Shi believes that this new research will contribute primarily to the international political economy literature. Much has been written on how the host countries’ governance influences FDI (Stasavage, 2002). The economics literature has also examined how characteristics of the firms (e.g. firm organization, productivity, global value chain) impact firms’ decisions to invest abroad (Helpman, 2006). Less is known about how the political systems of the home countries influence the firms’ investment behaviors. China’s outbound investments, a significant portion of which is carried out by state-owned enterprises, may well defy the existing theoretical models on FDI.
Shi’s research seeks to provide a more nuanced understanding of how domestic politics influence firms’ global strategies. Using cross-national data, she has tentatively identified the empirical regularity that investors from autocratic countries such as China invest in riskier destinations. As her dissertation proceeds, Shi hopes to differentiate among different types of Chinese firms and identify the causal mechanisms behind Chinese investors’ seemingly greater appetite for risks. She is currently working with scholars at Tsinghua University in Beijing to implement a survey of Chinese enterprises to study their perception and mitigation of risks when investing overseas.
Professor, UC San Diego GPS
Title: "Fiscal Incentives and Infrastructure: The Case of Sewage Treatment in China"
Water pollution in China is extensive and serious.
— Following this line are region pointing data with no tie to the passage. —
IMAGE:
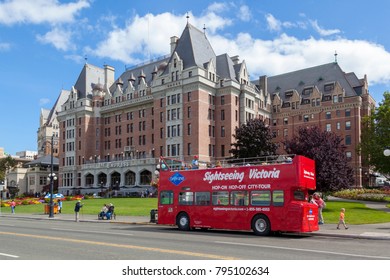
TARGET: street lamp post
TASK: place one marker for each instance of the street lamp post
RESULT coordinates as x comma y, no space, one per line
51,212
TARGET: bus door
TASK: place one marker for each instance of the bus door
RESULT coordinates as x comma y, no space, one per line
166,211
278,210
201,215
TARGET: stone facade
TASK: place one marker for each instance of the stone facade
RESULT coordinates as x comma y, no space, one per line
189,103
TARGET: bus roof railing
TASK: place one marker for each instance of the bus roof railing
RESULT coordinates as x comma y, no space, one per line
176,164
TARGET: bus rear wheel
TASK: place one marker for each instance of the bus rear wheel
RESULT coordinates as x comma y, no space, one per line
183,221
261,225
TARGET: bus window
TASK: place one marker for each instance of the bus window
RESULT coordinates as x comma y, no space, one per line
299,195
239,198
261,198
186,198
220,198
166,197
202,198
277,198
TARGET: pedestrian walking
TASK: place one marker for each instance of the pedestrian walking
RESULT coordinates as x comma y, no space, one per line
59,205
342,219
77,208
13,204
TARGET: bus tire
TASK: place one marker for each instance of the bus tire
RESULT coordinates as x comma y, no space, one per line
261,225
183,221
It is documented that 90% of aquifers in China’s cities are polluted, 54% of China’s rivers are not fit for consumption and water pollution-related damages to health alone cost China 9.47 billion RMB in 2003. Water quality is an important public health issue in China. Approximately 300 to 500 million Chinese lack access to piped water, and only 28% of rural households had access to improved sanitation.
Zhang’s project aims to explore the drivers of sewage treatment provision among cities in China and argue that China’s decentralized system of decision-making, as embodied in its system of tax revenue sharing, is a possibly significant explanation for the different levels of provision of environmental public infrastructure.
His research has demonstrated that cities in China respond to higher fiscal incentives by building more sewage treatment infrastructure. This suggests that financial incentives might be part of the solution to pressing water pollution treatment issues. While city-level fiscal incentives are too broad, targeted financial incentives might be provided to cities in key geographic areas, such as those upstream from large populations, or to cities sharing a common-pool water resource.
More broadly, results indicate that China has seen an increasing devolution of expenditures to local authorities, coupled with an increasing centralization of revenues to the central government. If fiscal incentives are an important driver of local government behavior, decreasing the local share of revenues may have significant unintended consequences. Since, on the margin, local governments will participate less in the gains of their investments, they may choose to invest less of their scarce resources in important infrastructure projects.